ANDRÉ BOMFIM PEREIRA LUZ


• Em um artigo pioneiro de Ferenczi, “A criança mal acolhida e sua pulsão de morte” (FERENCZI,
1929), já se encontra a idéia de que a pulsão de morte, em seus aspectos clínicos, não se manifesta
a não ser pela eficácia do supereu. A partir de sua experiência como médico num hospital militar, e
também como analista, o autor se dispõe a compreender a gênese das tendências inconscientes de
autodestruição. A atração pela morte, em sua experiência clínica, pareceu-lhe ter origem na
captação, por parte da criança, de sinais de aversão e de impaciência da mãe. A hostilidade materna
mina no infante a vontade de viver. Certas doenças, como a asma brônquica e a anorexia, incidiam,
em sua observação, em pacientes que lutavam contra tendências suicidas.
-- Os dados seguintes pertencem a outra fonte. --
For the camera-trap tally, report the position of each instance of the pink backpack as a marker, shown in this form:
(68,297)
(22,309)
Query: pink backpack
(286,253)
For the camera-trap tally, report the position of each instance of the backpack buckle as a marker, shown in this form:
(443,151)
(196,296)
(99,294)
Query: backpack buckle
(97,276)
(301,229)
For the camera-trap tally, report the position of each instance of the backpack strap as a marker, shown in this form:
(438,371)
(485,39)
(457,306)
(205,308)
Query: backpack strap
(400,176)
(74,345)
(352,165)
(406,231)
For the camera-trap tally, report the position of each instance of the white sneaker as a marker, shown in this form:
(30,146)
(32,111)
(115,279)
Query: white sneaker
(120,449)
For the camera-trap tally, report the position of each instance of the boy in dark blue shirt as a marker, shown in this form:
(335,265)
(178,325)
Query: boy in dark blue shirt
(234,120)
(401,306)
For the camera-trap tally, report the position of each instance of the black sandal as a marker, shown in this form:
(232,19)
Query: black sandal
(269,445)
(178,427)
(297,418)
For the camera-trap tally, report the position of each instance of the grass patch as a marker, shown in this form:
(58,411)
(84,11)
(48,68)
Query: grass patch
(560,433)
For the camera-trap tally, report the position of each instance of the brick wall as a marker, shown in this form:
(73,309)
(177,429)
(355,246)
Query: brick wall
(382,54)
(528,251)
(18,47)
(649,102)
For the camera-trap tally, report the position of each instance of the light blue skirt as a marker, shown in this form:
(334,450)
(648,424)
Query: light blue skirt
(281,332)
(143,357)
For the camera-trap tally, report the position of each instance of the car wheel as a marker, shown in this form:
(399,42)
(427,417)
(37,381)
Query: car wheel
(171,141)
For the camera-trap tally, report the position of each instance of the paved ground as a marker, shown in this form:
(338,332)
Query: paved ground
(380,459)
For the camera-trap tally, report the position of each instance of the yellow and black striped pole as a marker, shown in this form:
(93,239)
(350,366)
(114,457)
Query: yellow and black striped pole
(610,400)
Levanta então a hipótese
de que provavelmente as crianças recebidas sem carinho morrem com mais facilidade e, quando
sobrevivem, conservam uma atitude pessimista, desconfiada, e se vêem tentadas a morrer a
qualquer percalço em suas vidas, mesmo quando conseguem compensar essa tentação com um
esforço permanente de vontade. A interpretação de Ferenczi é a de que encontrar, ao nascer, essa
mensagem materna de rejeição, um mandato equivalente a ‘suma!’, é uma situação que viria a
reforçar a pulsão de morte inata da criança.